Rousey built a legacy that people wanted to destroy. Since, several names such as Holly Holm, Miesha Tate and Amanda Nunes have built their own legacies in the sport. The UFC started with only the women’s bantamweight division, now they have four divisions, with three different champions. 

Ireland’s own Conor McGregor was the biggest influence on the UFC becoming so popular. Since his arrival to the promotion in 2013, his trash talk and talent has made him the millions he has in the bank today.

McGregor dominates the record books with seven of the top 10 PPV buys in the UFC. The top five buys are when he’s competed, with his matchup against Khabib holding the reins for the number one PPV at 2.4 million buys.

UFC Growth Statistics?

With the company being close to bankruptcy 17 years ago, and now worth in the region of $4 billion dollars, is a statement right there of how much the UFC has grown. 

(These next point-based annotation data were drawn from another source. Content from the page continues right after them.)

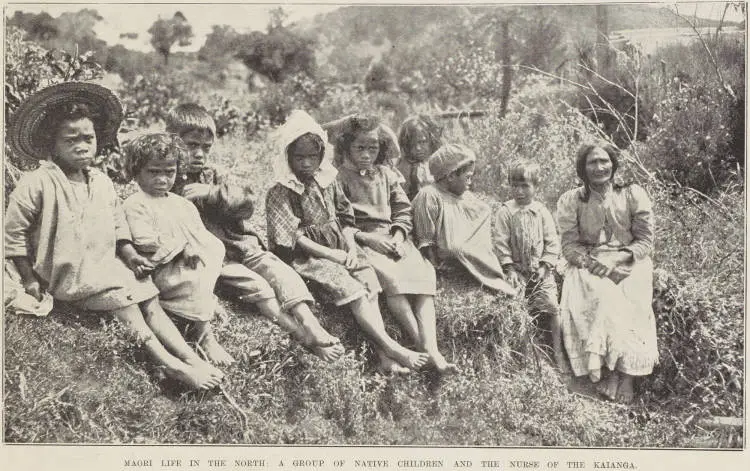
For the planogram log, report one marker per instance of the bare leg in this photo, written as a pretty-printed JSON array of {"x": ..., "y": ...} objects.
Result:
[
  {"x": 315, "y": 333},
  {"x": 368, "y": 317},
  {"x": 388, "y": 365},
  {"x": 625, "y": 392},
  {"x": 169, "y": 336},
  {"x": 196, "y": 374},
  {"x": 207, "y": 340},
  {"x": 424, "y": 307},
  {"x": 557, "y": 342},
  {"x": 608, "y": 388},
  {"x": 270, "y": 309},
  {"x": 401, "y": 310}
]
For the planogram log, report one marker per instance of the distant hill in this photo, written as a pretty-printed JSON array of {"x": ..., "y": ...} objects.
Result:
[
  {"x": 358, "y": 23},
  {"x": 352, "y": 38}
]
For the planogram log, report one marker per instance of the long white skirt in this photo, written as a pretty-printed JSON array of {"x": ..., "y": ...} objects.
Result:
[{"x": 608, "y": 324}]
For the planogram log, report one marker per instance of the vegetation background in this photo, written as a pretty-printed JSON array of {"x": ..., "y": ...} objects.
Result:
[{"x": 546, "y": 79}]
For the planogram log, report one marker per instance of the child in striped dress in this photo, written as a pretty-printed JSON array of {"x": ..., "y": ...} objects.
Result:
[{"x": 382, "y": 215}]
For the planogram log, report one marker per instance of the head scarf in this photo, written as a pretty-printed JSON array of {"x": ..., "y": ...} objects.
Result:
[
  {"x": 449, "y": 158},
  {"x": 298, "y": 124}
]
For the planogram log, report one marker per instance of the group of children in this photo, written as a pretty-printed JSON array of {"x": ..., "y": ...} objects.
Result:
[{"x": 345, "y": 217}]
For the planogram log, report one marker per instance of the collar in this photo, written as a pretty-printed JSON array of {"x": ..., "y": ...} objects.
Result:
[
  {"x": 534, "y": 207},
  {"x": 367, "y": 172}
]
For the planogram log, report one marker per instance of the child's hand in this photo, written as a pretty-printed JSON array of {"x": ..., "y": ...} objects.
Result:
[
  {"x": 346, "y": 258},
  {"x": 191, "y": 257},
  {"x": 196, "y": 191},
  {"x": 139, "y": 265},
  {"x": 514, "y": 279},
  {"x": 601, "y": 265},
  {"x": 352, "y": 261},
  {"x": 540, "y": 273},
  {"x": 380, "y": 244},
  {"x": 33, "y": 288}
]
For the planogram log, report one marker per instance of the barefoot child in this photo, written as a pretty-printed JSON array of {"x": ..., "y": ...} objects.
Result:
[
  {"x": 310, "y": 224},
  {"x": 528, "y": 246},
  {"x": 418, "y": 137},
  {"x": 168, "y": 231},
  {"x": 255, "y": 274},
  {"x": 451, "y": 223},
  {"x": 382, "y": 214},
  {"x": 65, "y": 229}
]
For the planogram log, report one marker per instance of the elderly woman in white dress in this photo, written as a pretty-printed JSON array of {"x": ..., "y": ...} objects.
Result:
[{"x": 607, "y": 238}]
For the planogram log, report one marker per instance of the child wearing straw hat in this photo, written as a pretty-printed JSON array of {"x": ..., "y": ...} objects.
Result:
[
  {"x": 452, "y": 224},
  {"x": 66, "y": 232}
]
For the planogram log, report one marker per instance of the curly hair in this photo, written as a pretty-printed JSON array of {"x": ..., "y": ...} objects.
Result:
[
  {"x": 71, "y": 111},
  {"x": 351, "y": 128},
  {"x": 190, "y": 117},
  {"x": 410, "y": 129},
  {"x": 524, "y": 171},
  {"x": 155, "y": 146},
  {"x": 582, "y": 155}
]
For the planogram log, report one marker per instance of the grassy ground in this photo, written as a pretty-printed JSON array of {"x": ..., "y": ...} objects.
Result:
[{"x": 75, "y": 377}]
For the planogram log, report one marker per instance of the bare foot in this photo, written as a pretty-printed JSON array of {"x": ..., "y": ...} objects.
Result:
[
  {"x": 221, "y": 314},
  {"x": 609, "y": 387},
  {"x": 441, "y": 364},
  {"x": 204, "y": 365},
  {"x": 560, "y": 360},
  {"x": 330, "y": 353},
  {"x": 195, "y": 376},
  {"x": 316, "y": 336},
  {"x": 625, "y": 394},
  {"x": 409, "y": 358},
  {"x": 215, "y": 352},
  {"x": 388, "y": 366},
  {"x": 595, "y": 375}
]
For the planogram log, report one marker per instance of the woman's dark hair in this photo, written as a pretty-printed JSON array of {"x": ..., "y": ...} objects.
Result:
[
  {"x": 582, "y": 155},
  {"x": 412, "y": 126},
  {"x": 57, "y": 115},
  {"x": 307, "y": 137},
  {"x": 349, "y": 132}
]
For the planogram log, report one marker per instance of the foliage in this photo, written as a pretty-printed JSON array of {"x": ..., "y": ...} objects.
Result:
[
  {"x": 279, "y": 53},
  {"x": 28, "y": 68},
  {"x": 71, "y": 31},
  {"x": 165, "y": 33},
  {"x": 221, "y": 43},
  {"x": 692, "y": 141},
  {"x": 379, "y": 78},
  {"x": 147, "y": 98},
  {"x": 699, "y": 303}
]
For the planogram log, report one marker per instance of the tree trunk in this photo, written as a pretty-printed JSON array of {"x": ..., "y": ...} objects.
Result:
[
  {"x": 507, "y": 70},
  {"x": 602, "y": 39}
]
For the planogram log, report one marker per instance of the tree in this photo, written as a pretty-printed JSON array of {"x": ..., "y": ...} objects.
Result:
[
  {"x": 221, "y": 43},
  {"x": 165, "y": 33},
  {"x": 38, "y": 27},
  {"x": 279, "y": 53}
]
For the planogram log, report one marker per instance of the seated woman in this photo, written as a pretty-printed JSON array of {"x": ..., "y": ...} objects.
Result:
[{"x": 605, "y": 311}]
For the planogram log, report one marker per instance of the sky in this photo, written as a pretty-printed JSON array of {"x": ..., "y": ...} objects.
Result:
[{"x": 138, "y": 17}]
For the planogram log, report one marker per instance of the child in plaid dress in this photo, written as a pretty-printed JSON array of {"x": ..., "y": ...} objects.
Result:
[
  {"x": 250, "y": 271},
  {"x": 383, "y": 216},
  {"x": 311, "y": 225}
]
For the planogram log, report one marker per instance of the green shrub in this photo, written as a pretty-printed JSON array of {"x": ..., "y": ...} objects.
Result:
[{"x": 692, "y": 139}]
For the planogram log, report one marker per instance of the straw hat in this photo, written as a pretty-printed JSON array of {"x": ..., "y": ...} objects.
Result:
[
  {"x": 448, "y": 158},
  {"x": 24, "y": 133}
]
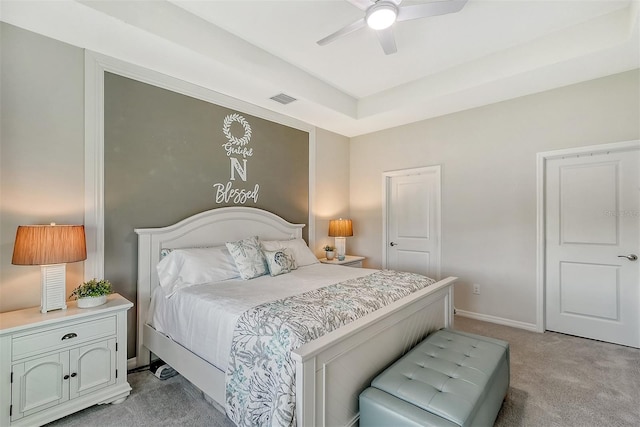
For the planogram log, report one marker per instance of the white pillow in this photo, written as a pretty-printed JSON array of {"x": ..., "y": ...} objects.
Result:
[
  {"x": 280, "y": 261},
  {"x": 301, "y": 251},
  {"x": 248, "y": 257},
  {"x": 195, "y": 266}
]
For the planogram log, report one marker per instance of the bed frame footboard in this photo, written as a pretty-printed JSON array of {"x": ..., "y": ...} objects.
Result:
[{"x": 332, "y": 371}]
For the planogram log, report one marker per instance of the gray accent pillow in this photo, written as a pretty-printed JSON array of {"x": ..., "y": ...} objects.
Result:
[
  {"x": 280, "y": 261},
  {"x": 247, "y": 254}
]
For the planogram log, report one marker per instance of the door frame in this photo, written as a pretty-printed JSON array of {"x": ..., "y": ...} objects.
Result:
[
  {"x": 541, "y": 165},
  {"x": 386, "y": 179}
]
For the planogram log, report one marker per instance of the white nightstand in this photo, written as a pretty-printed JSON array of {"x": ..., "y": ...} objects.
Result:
[
  {"x": 57, "y": 363},
  {"x": 349, "y": 261}
]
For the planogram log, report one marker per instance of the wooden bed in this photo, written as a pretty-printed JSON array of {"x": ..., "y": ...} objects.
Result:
[{"x": 330, "y": 371}]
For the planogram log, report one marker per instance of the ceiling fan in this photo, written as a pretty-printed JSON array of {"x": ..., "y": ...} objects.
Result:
[{"x": 380, "y": 15}]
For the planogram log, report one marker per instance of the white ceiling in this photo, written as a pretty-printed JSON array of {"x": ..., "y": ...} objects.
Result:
[{"x": 252, "y": 50}]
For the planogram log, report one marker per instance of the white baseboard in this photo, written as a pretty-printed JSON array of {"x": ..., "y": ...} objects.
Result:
[{"x": 498, "y": 320}]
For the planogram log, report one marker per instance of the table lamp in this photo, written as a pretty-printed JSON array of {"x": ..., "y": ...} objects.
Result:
[
  {"x": 340, "y": 229},
  {"x": 50, "y": 247}
]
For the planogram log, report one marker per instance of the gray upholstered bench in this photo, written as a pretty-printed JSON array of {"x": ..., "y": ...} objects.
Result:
[{"x": 451, "y": 379}]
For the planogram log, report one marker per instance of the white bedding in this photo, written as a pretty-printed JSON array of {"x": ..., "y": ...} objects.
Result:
[{"x": 202, "y": 318}]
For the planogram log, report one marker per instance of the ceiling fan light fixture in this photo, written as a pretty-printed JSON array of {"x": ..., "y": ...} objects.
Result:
[{"x": 381, "y": 15}]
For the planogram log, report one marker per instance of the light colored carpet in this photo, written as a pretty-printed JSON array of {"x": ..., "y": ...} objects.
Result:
[
  {"x": 561, "y": 380},
  {"x": 556, "y": 380}
]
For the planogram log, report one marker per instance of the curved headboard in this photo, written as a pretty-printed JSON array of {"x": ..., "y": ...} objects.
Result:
[{"x": 210, "y": 228}]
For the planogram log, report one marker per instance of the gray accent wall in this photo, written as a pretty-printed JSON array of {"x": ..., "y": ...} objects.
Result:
[{"x": 165, "y": 159}]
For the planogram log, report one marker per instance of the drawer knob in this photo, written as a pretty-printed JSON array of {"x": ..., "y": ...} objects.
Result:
[{"x": 69, "y": 336}]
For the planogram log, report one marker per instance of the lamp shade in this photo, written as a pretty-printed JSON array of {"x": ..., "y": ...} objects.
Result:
[
  {"x": 340, "y": 228},
  {"x": 49, "y": 244}
]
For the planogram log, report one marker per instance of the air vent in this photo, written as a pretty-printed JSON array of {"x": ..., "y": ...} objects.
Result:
[{"x": 283, "y": 98}]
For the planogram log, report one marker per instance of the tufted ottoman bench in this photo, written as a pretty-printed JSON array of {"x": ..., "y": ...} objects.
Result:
[{"x": 451, "y": 378}]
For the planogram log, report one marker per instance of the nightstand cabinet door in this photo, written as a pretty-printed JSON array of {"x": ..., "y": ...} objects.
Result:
[
  {"x": 56, "y": 363},
  {"x": 38, "y": 384},
  {"x": 95, "y": 366}
]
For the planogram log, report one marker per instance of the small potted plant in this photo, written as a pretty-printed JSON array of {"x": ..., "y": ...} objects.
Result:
[
  {"x": 92, "y": 293},
  {"x": 330, "y": 252}
]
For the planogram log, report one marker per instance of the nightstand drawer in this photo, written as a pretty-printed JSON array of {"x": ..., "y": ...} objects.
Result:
[{"x": 32, "y": 344}]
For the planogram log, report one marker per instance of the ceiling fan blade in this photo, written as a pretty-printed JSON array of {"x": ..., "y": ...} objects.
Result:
[
  {"x": 354, "y": 26},
  {"x": 387, "y": 40},
  {"x": 362, "y": 4},
  {"x": 407, "y": 13}
]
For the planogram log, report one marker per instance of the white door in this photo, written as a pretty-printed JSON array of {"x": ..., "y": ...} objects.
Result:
[
  {"x": 412, "y": 221},
  {"x": 592, "y": 244}
]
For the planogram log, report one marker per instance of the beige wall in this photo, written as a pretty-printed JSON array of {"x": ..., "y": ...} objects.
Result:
[
  {"x": 488, "y": 158},
  {"x": 42, "y": 151},
  {"x": 332, "y": 185}
]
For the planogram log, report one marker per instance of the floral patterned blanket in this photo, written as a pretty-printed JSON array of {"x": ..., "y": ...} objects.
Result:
[{"x": 260, "y": 379}]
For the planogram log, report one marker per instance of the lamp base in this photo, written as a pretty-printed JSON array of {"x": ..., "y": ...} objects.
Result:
[{"x": 53, "y": 280}]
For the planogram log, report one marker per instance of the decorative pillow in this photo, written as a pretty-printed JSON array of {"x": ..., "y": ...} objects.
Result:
[
  {"x": 247, "y": 254},
  {"x": 194, "y": 266},
  {"x": 298, "y": 247},
  {"x": 280, "y": 261}
]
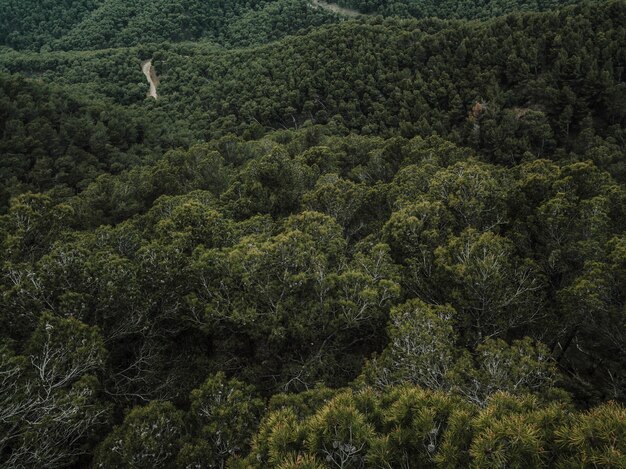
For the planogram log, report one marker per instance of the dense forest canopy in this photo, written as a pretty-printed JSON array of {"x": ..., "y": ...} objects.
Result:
[{"x": 390, "y": 240}]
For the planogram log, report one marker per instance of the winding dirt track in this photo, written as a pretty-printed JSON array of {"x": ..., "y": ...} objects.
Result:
[
  {"x": 336, "y": 8},
  {"x": 148, "y": 71}
]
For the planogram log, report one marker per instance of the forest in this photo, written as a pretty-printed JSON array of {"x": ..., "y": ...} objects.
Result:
[{"x": 388, "y": 240}]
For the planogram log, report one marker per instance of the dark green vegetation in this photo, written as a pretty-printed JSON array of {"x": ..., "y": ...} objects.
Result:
[
  {"x": 97, "y": 24},
  {"x": 467, "y": 9},
  {"x": 380, "y": 243}
]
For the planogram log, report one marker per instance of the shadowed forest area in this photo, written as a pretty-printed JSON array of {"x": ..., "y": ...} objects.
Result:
[{"x": 389, "y": 240}]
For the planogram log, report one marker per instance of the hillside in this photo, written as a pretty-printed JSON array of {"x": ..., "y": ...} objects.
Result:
[{"x": 388, "y": 239}]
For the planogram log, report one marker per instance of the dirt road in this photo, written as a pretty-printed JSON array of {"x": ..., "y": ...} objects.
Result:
[
  {"x": 148, "y": 71},
  {"x": 336, "y": 8}
]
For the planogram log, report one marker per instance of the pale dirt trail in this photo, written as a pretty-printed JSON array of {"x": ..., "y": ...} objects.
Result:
[
  {"x": 148, "y": 71},
  {"x": 336, "y": 8}
]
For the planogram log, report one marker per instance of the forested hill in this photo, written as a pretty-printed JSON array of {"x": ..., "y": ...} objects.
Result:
[
  {"x": 98, "y": 24},
  {"x": 381, "y": 242},
  {"x": 490, "y": 86},
  {"x": 468, "y": 9}
]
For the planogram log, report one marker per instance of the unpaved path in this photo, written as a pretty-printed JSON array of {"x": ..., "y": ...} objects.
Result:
[
  {"x": 336, "y": 8},
  {"x": 148, "y": 71}
]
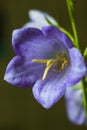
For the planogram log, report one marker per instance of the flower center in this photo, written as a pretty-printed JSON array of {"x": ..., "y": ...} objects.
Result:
[{"x": 59, "y": 63}]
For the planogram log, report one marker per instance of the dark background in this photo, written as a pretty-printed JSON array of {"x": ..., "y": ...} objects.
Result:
[{"x": 18, "y": 108}]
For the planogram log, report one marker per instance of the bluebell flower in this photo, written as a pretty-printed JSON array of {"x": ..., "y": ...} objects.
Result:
[
  {"x": 46, "y": 61},
  {"x": 39, "y": 19},
  {"x": 74, "y": 104}
]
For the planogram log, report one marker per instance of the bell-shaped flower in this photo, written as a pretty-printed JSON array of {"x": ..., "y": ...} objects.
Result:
[
  {"x": 46, "y": 61},
  {"x": 74, "y": 104},
  {"x": 39, "y": 19}
]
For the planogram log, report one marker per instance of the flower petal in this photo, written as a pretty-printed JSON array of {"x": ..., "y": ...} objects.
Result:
[
  {"x": 74, "y": 105},
  {"x": 47, "y": 92},
  {"x": 78, "y": 68},
  {"x": 23, "y": 73},
  {"x": 32, "y": 42}
]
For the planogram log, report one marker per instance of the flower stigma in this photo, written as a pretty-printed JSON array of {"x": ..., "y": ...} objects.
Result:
[{"x": 59, "y": 63}]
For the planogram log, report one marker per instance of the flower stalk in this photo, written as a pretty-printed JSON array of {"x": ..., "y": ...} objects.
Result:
[{"x": 70, "y": 6}]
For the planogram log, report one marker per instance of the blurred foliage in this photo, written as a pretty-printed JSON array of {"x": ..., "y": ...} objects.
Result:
[{"x": 18, "y": 108}]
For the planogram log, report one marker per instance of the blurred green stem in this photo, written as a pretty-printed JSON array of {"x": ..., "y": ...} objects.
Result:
[
  {"x": 70, "y": 10},
  {"x": 70, "y": 6}
]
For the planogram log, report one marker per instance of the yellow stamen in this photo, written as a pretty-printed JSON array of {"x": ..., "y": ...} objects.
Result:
[
  {"x": 61, "y": 61},
  {"x": 39, "y": 61},
  {"x": 48, "y": 66}
]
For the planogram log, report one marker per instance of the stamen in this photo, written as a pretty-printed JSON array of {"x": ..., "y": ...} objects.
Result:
[
  {"x": 61, "y": 61},
  {"x": 40, "y": 61},
  {"x": 49, "y": 65}
]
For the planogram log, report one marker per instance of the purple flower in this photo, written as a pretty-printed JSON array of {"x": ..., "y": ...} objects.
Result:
[
  {"x": 45, "y": 60},
  {"x": 38, "y": 19},
  {"x": 74, "y": 105}
]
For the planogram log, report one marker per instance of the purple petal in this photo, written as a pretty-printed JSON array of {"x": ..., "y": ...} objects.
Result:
[
  {"x": 47, "y": 92},
  {"x": 53, "y": 32},
  {"x": 23, "y": 73},
  {"x": 78, "y": 68},
  {"x": 31, "y": 42},
  {"x": 74, "y": 105}
]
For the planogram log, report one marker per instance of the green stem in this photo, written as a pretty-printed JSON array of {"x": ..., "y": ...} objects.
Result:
[
  {"x": 76, "y": 43},
  {"x": 84, "y": 97}
]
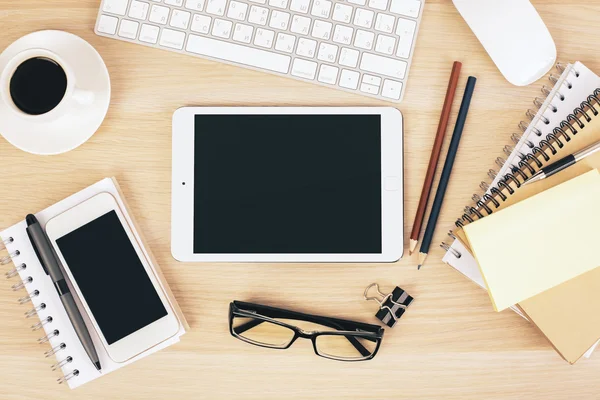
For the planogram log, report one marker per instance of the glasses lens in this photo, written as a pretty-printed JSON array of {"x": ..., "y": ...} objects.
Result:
[
  {"x": 347, "y": 348},
  {"x": 262, "y": 332}
]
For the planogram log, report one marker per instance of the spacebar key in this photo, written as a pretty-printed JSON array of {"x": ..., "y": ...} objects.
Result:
[{"x": 238, "y": 54}]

The UFC started as an eight man tournament, now, the promotion boasts eight divisions in the men’s weight classes from 125 pounds to 265 pounds. As said before there are four divisions in the women’s weight class, when they only had one female fighter (Rousey) on the roster nine years ago.

To say, UFC is coming close to boxing on PPV buys shows the expansion of the UFC. Floyd Mayweather vs Manny Pacquiao may still hold the record at 4.6 million buys, but McGregor’s Boxing bout against Mayweather is in a close second at 4.3 million. 

Yes, this is still boxing, but in third place is the Khabib and McGregor fight, four other events from the UFC are in the top 10 PPV buys, which shows they are well and truly competing with a prestigious sport like Boxing

The UFC’s global fan base grew to more than 278 million in 2017, with the promotion reaching 1.1 billion households in 163 countries. 

In 2019, UFC reportedly had $900 million in revenue and smashed all the financial records out of the park. Even with the pandemic, White reported the promotion did even better in 2020, breaking company records. 

Social media is massive in today’s world and the UFC’s number’s are surging by the year with a sky-high amount of followers. Their Instagram has 28.7 million followers, YouTube has 12.2 million subscribers, another 8.7 million followers are on their Twitter page, with Facebook pushing on with 28.3 million likes.

How Much Has the UFC Grown?

To sum it up in two words… A boatload. The company’s brand value has improved ridiculous amounts in recent years, having increased by 335 percent in a single year at one stage, with the popularity of their star fighters McGregor, and previously, Rousey building the promotion. 

The UFC employs fighters worldwide and at the end of 2020, the UFC roster consisted of 724 active fighters (117 women and 607 men). To add, this is from as many as 71 countries. 

Every year, the promotion looks to host 40+ events, with the current pandemic, majority of the events being hosted in the UFC Apex in Las Vegas. The pandemic was a reason for Fight Island to be created in Abu Dhabi, but when these hard times are over, we will be seeing the UFC back in locations such as London, Rio and Stockholm.